Como poeta e, também, como pesquisador, tenho um contato crescente com o pessoal mais jovem e, dentro dos limites da minha atuação, procuro incentivar aquelas pessoas nas quais identifico uma vontade de criação que ultrapasse a autorreferência e o apego aos tais “tópicos identitários”. Mas é importante que se diga que o que vem sendo feito em outros âmbitos que não o dos morros e das periferias, tampouco me entusiasma enquanto leitor. Aí, também, grassa a autorreferência — problema que se amplia quando percebemos, na maioria, o recurso a modelos técnicos e formais consolidados há décadas. Tenho a impressão de que esse fenômeno, que é verificável também nas outras artes, tem a ver, entre outros inúmeros fatores, com o imediatismo do mercado — do que quer que seja “o mercado”. No caso da poesia, os concursos, prêmios e bolsas têm contribuído, e muito, para a definição de um modelo único de escrita. Infelizmente, essas instâncias mais do que importantes para a consolidação de um contexto poético forte, têm funcionado mais como inibidoras da criatividade. Escreve-se para ganhar prêmios, para obter reconhecimento imediato, para não sei o que… Escreve-se e publica-se em demasia, sem critério. Conheço poetas que, aos 30 anos, já publicaram 10 ou mais livros, todos muito parecidos entre eles. É óbvio que há pessoas fazendo uma poesia inventiva, ligada ou não ao legado das vanguardas, mas o clima geral é de conformismo e essa mal disfarçada vontade de fazer “sucesso”. É preciso dar tempo ao tempo. Esperemos. De minha parte, continuo na expectativa de que surjam novas propostas — e que estas sejam devidamente acolhidas pela crítica e pelo público, que não é tão pequeno quanto se diz. Prefiro apostar, sempre, no imprevisto, que, no caso da crítica, se entremostra nos vários grupos de pesquisa que foram criados nas faculdades de letras, em todo o país, nos últimos anos, voltados para o estudo de questões como interrelação de linguagens, tradução intersemiótica, relação poesia e sociedade, problematização da tradição, diálogos transcontinentais e outras.
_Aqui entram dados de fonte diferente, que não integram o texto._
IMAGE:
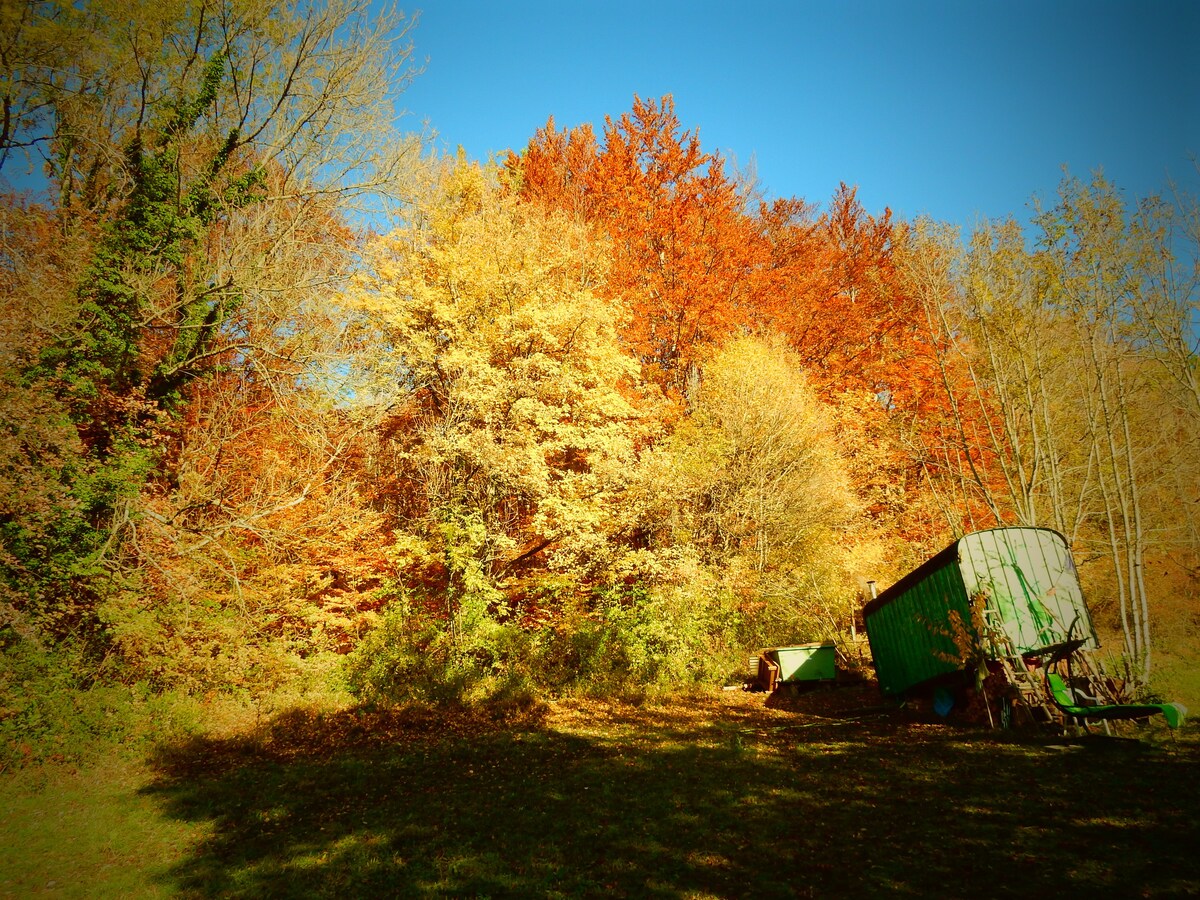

• Em Blues da piedade, Cazuza diz que quer cantar para os miseráveis, para pessoas de alma pequena. O senhor gostaria que a sua poesia chegasse aonde?
A poesia que faço tem chegado a pessoas de lugares cuja existência eu sequer supunha. No Brasil e fora daqui. Está bom assim, está bonito. Quero continuar a ser surpreendido.

• Por que a poesia?
Por que não a poesia? Tudo o mais — tudo o que verdadeiramente conta na arte — veio da poesia.

Diário da encruza
Ricardo Aleixo
Lira
112 págs.
Sonhei com o anjo da guarda o resto da noite
Ricardo Aleixo
Todavia
160 págs.
Márwio Câmara

É  escritor, jornalista e crítico literário. Autor de Solidão e outras companhias (Oito e Meio, 2017) e Escobar (Moinhos, 2021).